I have a personal awareness test for myself during these summer classes outside – staying focused and in the present moment. For me, in these big classes on the grass, this means can I go through an hour’s worth of instruction without using the word ‘floor’? Why? Because there ain’t no floor in the park! So, I get to experiment with the words: earth, grass and ground.
When I came into the park, I met the lovely ladies from LuluLemon. Within minutes, there’s a convergence of migrating yogis coming towards us. They stream in from the edges of the park and keep coming. Everyone seems to know that it’s summer, it’s Brooklyn, it’s Thursday night, and there’s going to be a great yoga class.
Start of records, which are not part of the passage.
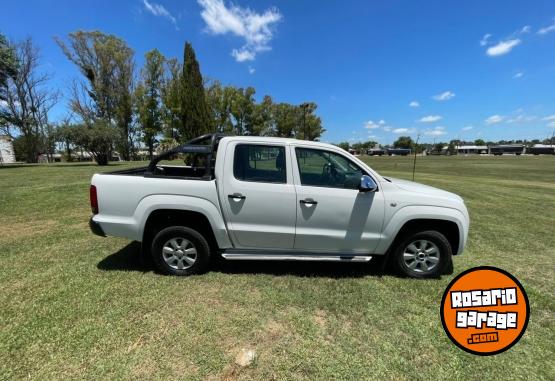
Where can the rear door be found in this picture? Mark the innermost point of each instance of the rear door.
(332, 215)
(259, 195)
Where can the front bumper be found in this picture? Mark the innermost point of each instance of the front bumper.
(96, 228)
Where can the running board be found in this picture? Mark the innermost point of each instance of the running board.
(296, 257)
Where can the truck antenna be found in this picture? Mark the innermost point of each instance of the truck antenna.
(414, 162)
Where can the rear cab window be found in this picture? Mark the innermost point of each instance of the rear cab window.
(320, 168)
(260, 163)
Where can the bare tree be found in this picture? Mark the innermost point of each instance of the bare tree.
(28, 100)
(105, 97)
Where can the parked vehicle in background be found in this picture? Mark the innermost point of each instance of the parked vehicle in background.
(276, 199)
(398, 151)
(376, 152)
(517, 149)
(541, 149)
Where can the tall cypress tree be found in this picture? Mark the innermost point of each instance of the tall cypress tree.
(194, 111)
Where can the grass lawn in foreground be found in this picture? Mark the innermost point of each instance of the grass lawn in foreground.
(73, 305)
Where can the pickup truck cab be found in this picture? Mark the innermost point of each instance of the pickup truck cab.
(261, 198)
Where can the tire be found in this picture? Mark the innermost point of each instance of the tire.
(177, 250)
(425, 254)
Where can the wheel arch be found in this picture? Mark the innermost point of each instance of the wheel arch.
(181, 210)
(452, 223)
(162, 218)
(446, 227)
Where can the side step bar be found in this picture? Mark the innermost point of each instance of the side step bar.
(296, 257)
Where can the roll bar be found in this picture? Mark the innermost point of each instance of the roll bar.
(197, 145)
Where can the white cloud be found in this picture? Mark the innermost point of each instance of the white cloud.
(502, 47)
(371, 125)
(445, 96)
(403, 130)
(521, 118)
(436, 131)
(255, 28)
(547, 29)
(161, 11)
(430, 119)
(494, 119)
(484, 41)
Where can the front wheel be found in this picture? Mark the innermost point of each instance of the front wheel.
(178, 250)
(424, 254)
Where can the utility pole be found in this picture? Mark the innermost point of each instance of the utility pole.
(304, 106)
(414, 163)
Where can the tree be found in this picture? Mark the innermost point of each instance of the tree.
(219, 101)
(242, 108)
(105, 97)
(28, 101)
(171, 99)
(310, 125)
(286, 117)
(8, 64)
(149, 94)
(403, 142)
(194, 111)
(263, 118)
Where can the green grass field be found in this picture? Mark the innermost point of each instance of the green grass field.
(73, 305)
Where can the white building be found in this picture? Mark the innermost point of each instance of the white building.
(6, 150)
(472, 150)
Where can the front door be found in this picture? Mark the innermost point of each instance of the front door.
(259, 196)
(332, 214)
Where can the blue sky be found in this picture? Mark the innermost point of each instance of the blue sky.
(376, 69)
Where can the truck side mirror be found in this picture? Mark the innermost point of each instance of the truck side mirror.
(367, 184)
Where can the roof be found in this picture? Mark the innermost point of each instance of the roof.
(289, 141)
(472, 147)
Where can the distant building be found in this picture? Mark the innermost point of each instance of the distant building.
(539, 149)
(7, 154)
(465, 150)
(516, 149)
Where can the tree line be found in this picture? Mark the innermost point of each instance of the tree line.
(408, 142)
(116, 107)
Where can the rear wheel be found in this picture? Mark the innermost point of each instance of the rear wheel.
(422, 255)
(178, 250)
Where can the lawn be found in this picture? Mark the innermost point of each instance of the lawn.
(73, 305)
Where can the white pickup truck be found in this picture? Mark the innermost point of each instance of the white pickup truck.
(265, 198)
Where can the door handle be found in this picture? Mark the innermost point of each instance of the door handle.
(308, 201)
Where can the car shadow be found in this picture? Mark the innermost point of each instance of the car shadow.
(131, 258)
(128, 258)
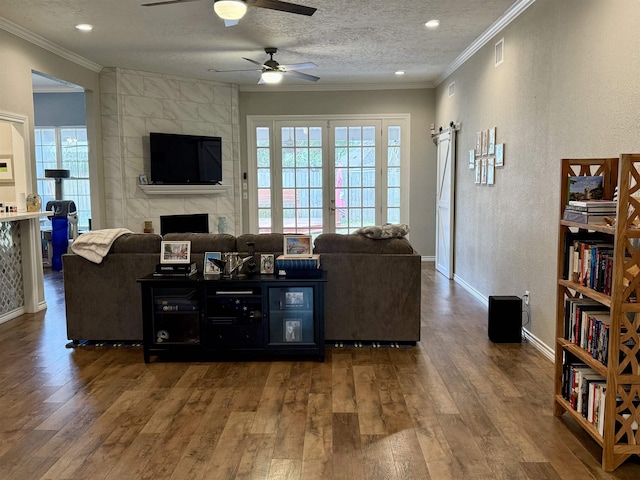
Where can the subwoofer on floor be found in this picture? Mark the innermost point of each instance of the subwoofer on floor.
(505, 319)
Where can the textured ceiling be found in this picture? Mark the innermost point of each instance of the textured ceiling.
(353, 42)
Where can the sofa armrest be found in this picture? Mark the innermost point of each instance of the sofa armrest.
(372, 297)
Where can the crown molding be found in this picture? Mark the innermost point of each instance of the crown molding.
(333, 88)
(509, 16)
(42, 42)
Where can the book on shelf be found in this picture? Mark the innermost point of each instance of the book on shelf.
(593, 204)
(571, 256)
(594, 209)
(586, 217)
(284, 262)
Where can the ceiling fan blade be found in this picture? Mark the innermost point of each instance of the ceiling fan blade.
(304, 76)
(299, 66)
(257, 63)
(213, 70)
(166, 2)
(283, 6)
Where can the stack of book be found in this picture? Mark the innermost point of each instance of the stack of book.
(298, 267)
(175, 269)
(589, 211)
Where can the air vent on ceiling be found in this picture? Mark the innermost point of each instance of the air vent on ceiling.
(500, 52)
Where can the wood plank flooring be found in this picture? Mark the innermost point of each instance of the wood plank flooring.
(454, 407)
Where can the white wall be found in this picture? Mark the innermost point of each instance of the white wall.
(135, 103)
(18, 58)
(568, 88)
(419, 103)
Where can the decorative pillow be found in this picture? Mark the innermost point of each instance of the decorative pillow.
(388, 230)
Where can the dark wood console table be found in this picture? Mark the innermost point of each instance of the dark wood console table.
(236, 318)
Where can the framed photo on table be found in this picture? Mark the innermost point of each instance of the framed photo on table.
(175, 252)
(210, 266)
(297, 246)
(267, 263)
(292, 330)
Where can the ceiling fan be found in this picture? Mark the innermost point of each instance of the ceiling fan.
(272, 71)
(233, 10)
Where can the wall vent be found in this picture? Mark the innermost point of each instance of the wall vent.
(500, 52)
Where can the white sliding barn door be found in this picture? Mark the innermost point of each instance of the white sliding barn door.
(445, 190)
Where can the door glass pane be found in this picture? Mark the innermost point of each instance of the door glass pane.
(64, 148)
(394, 173)
(354, 170)
(263, 155)
(302, 184)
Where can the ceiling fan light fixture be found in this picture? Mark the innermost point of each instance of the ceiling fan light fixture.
(230, 9)
(271, 76)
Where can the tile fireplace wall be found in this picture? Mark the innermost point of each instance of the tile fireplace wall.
(134, 103)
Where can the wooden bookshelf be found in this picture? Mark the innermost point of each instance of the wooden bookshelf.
(621, 437)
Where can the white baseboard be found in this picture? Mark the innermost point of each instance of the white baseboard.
(471, 290)
(11, 315)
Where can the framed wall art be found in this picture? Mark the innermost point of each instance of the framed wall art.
(6, 169)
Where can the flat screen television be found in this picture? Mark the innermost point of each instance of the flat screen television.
(185, 159)
(192, 223)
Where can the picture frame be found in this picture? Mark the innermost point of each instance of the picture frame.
(297, 246)
(484, 172)
(209, 267)
(292, 330)
(175, 252)
(485, 142)
(6, 169)
(500, 155)
(294, 299)
(492, 141)
(267, 263)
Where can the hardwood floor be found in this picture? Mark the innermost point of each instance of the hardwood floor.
(454, 407)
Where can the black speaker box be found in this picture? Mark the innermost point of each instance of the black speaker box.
(505, 319)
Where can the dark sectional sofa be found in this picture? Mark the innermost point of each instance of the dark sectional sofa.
(372, 291)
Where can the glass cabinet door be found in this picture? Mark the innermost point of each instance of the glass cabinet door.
(176, 316)
(291, 320)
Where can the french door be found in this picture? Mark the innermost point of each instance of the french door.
(312, 176)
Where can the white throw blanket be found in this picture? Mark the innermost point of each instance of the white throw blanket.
(95, 245)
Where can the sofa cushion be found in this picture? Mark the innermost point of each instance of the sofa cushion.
(137, 243)
(264, 242)
(388, 230)
(205, 242)
(356, 243)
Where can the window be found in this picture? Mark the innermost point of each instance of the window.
(319, 175)
(65, 148)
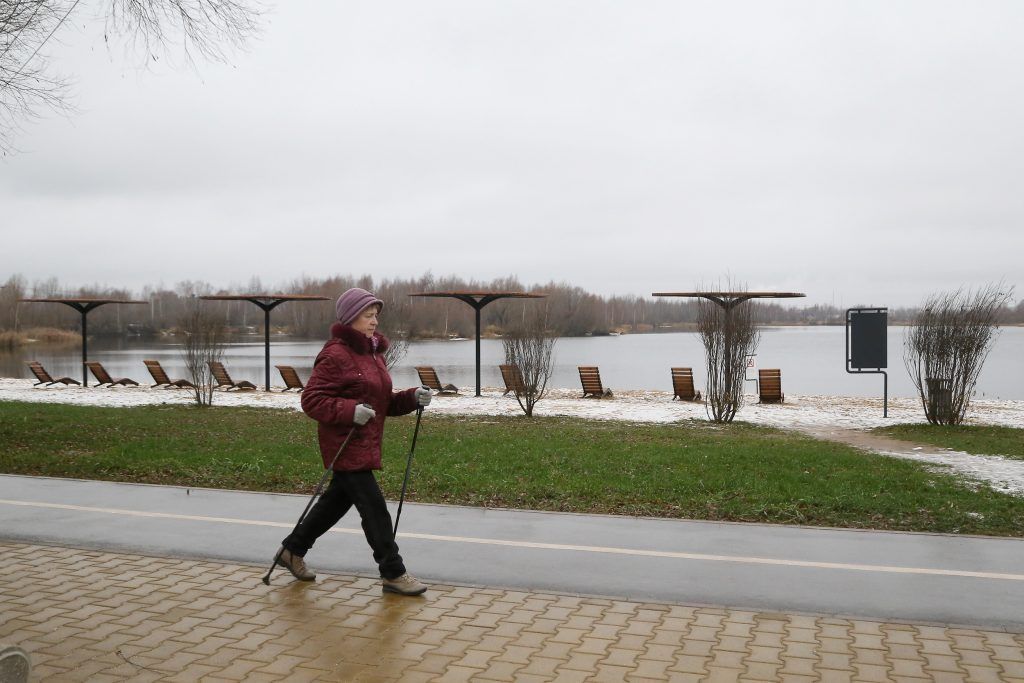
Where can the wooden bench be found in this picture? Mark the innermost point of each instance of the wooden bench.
(44, 377)
(291, 378)
(682, 384)
(161, 378)
(428, 378)
(590, 377)
(770, 385)
(224, 380)
(103, 377)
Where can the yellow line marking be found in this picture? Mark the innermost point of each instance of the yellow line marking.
(549, 546)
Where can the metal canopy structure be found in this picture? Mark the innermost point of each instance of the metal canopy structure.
(267, 302)
(478, 300)
(83, 306)
(730, 300)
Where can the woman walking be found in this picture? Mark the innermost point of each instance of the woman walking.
(350, 389)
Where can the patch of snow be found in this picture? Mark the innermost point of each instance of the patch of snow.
(644, 407)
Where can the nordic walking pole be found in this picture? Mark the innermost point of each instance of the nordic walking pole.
(409, 466)
(327, 472)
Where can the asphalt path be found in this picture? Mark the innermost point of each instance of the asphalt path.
(940, 579)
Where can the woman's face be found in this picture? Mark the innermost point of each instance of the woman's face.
(366, 322)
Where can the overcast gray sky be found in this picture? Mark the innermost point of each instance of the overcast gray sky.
(859, 152)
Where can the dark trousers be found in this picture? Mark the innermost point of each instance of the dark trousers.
(346, 489)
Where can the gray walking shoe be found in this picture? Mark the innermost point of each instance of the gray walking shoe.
(295, 564)
(407, 584)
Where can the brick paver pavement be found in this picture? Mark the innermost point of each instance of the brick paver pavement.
(90, 615)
Thankfully the weather remained dry, though we heard some rumbling thunder in the distance. Mama Nature sent us this message to remind us who’s the boss.
It was so fun and always spectacular to see a whole lotta people doing yoga together. We touch down and look up to a wide, open sky. Gathering our breath, then letting it go. Moving, opening, holding steady in Tree Pose, like the strong trees around us in the park, then releasing. There were all ages practicing together, even one little girl named Isabelle, age 5, in the back with her mom. Friends come with each other, daughters with their mothers. In the end, we’re all coming together as one, moving like a migratory V.
The class is over and there is a collective, contented smile. Some people gather after to talk about the class and about their lives. Dusk falls and the park gets ready to sleep. We trickle out and onto the sidewalks, enriched for having touched a little bit of our human potential to reach the natural world and to be filled again with breath, beauty, vast openness and the energy of life around us. And I can feel that my jitters are now long gone.